À cette menace, les gardes restèrent immobile et le comte de Valois sortit librement de la salle, malgré les imprécations de la reine irritée.

Ainsi se termina cette scène violente. Guy fut retenu captif à Compiègne ; on emmena Robert à Bourges, dans le Berry, et son frère Guillaume à Rouen, en Normandie. Chacun des autres seigneurs flamands fut emprisonné dans une ville différente, de telle sorte que tous, captifs et isolés les uns des autres, ne pouvaient s’offrir aucune consolation.

Didier Devos fut le seul qui revint en Flandre, personne ne l’avait reconnu sous son déguisement de pèlerin.

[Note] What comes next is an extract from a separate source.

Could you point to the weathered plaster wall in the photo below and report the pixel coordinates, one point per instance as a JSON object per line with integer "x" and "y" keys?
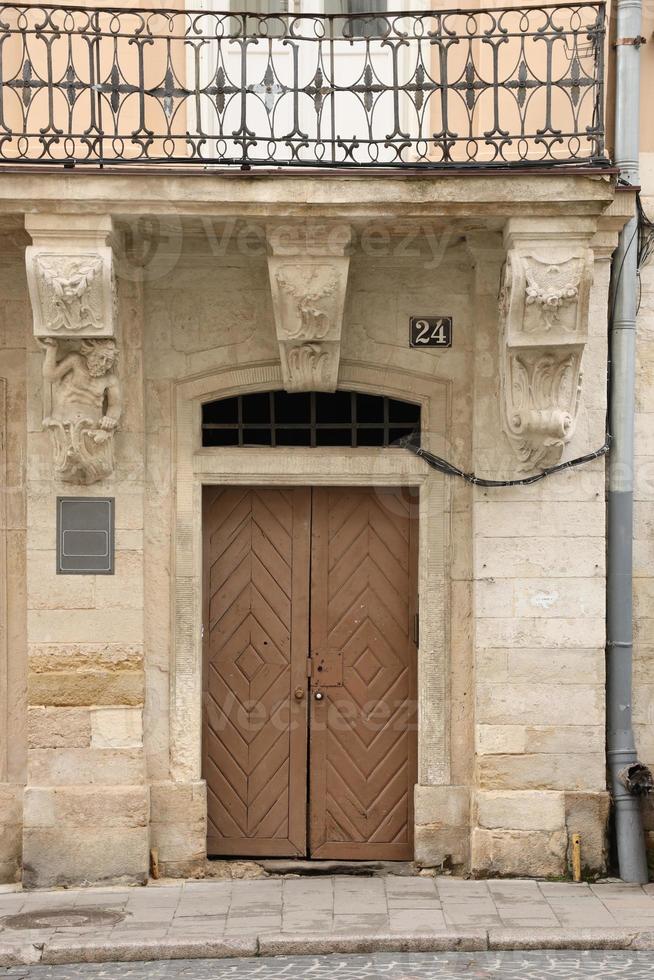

Charles de Valois ne voulut pas rester en France, il partit sur-le-champ pour l’Italie, et ne revint en France qu’après la mort de son frère, lorsque Louis le Hutin fut monté sur le trône. Il accusa alors Enguerrand de Marigny de nombreux crimes contre l’État et le fit pendre à Montfaucon. Mais la vérité est qu’il faut plutôt attribuer la mort du ministre, à l’arrestation de Guy de Dampierre, qu’à ses propres méfaits et que Charles de Valois le fit pendre en expiation de cette insigne trahison.

  1. Le comte de Guy avait déjà fait, en 1295, avec le roi d’Angleterre, une alliance où fut stipulé, entre autres conditions, un mariage du prince de Galles avec la fille du comte de Flandre. (Annales de Bruges.)
  2. … La reine était fâchée que les prisonniers eussent été conduits hors de Paris ; car elle eût préféré que le roi eût fait pendre à Paris le comte Guy et tous ceux qui étaient venus avec lui. Charles de Valois, voyant le comte Guy et les siens jetés en prison, s’en plaignit et se repentit de les avoir amenés à Paris… Et comme il ne put réussir à les faire retourner dans leur pays, il en fut très-marri ; il quitta la ville de Paris et la France pour aller habiter en Italie, où il se mit au service du pape Boniface. (L’Excellente Chronique.)